Kevin Dutot 8
ADORATION
Un film d'Atom Egoyan
Avec Scott Speedman, Arsinee Khanjian, Rachel Blanchard, Devon Bostick
Durée : 1h40
Date de sortie : 24 Septembre 2008
Simon, un jeune adolescent élevé par son oncle invente de toutes pièces une histoire rocambolesque sur la mort de ses parents avec l'aide de sa prof de français. Ils vont tous deux jouer le jeu jusqu'au bout et ne jamais démentir l'histoire... Jusqu'au moment où la vérité éclate. Les amis de Simon, avec qui il entretient des relations virtuelles sur internet, vont s'éloigner de lui et Sabine, son enseignante va tenter d'en savoir plus sur l'oncle de Simon.
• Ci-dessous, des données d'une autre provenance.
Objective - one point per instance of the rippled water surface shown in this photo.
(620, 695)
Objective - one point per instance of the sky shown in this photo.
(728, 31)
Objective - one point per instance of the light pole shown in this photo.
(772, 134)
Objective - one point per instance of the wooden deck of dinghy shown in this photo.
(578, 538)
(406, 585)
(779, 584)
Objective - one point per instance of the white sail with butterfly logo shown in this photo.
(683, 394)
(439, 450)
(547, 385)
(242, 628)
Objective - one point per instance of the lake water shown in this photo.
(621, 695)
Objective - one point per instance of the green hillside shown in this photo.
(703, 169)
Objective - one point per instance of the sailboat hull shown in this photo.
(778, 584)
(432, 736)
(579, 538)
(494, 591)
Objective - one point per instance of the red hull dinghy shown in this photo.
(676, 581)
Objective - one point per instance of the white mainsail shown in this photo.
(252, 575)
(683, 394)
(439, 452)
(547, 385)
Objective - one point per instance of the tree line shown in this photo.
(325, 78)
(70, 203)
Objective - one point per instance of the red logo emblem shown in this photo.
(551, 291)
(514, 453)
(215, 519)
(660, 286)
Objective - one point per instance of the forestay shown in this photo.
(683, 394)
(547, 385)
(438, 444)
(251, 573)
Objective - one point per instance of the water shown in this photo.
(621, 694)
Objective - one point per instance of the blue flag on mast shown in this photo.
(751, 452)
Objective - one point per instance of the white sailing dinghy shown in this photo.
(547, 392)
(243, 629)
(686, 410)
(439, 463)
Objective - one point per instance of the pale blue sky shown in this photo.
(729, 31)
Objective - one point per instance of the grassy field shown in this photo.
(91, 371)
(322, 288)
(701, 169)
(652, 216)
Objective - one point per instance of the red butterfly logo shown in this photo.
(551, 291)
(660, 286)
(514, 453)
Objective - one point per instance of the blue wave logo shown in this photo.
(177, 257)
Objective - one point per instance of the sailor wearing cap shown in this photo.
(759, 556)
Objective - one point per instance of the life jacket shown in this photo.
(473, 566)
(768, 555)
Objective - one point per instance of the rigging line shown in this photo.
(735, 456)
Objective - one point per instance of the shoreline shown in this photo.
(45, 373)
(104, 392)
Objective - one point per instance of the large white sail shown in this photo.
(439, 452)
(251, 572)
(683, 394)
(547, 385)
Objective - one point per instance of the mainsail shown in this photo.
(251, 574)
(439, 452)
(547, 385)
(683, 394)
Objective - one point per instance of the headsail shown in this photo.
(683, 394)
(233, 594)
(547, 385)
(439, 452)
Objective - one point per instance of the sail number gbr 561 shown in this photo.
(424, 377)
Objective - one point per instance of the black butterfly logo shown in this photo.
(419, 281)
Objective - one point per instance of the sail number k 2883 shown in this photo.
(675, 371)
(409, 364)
Certains films sont comme un gigantesque mille feuilles, recélant en leur coeur un certain nombre d'éléments uniques, puissants et bouleversants. Alors que certains pauvres réalisateurs sont encore incapables de jongler avec deux thèmes à la fois, Atom Egoyan se paye le luxe de construire un récit passionnant sur la famille, la politique, le racisme, la communication, la notion de responsabilité, la culpabilité et l'éducation. Rien que ça. Et le mieux, c'est qu'il y parvient avec une grande maîtrise et un sens du rythme époustouflant. Chronologiquement explosée mais parfaitement découpée, l'histoire se déroule devant nos yeux dans l'aisance la plus totale... Le pari était pourtant très risqué et le point de départ laborieux. Le héros, un jeune adolescent construisant ses relations amicales par le biais de tchats, est élevé par un oncle énigmatique et affligé. Le jeune homme, qui invente dans le cadre d'un cours de français une histoire de terrorisme impliquant ses parents décédés, va se retrouver face à un mensonge grandissant dont seul son professeur est au courant. Le duo formé par l'institutrice et l'élève va s'ériger contre la pensée unique, l'intolérance et tenter d'ouvrir les yeux à cet oncle tourmenté à défaut de pouvoir agir sur le reste du lycée ou la communauté internet. Alternant fiction et réalité au sein même du récit lors de montages alternés où l'on peut découvrir l'histoire imaginaire de l'ado et la véritable histoire, Egoyan dessine doucement une fable originale où les personnages répondent à un jusqu'au-boutisme étonnant. Ils s'enfoncent tous dans un gigantesque mensonge pour mieux faire éclater la vérité...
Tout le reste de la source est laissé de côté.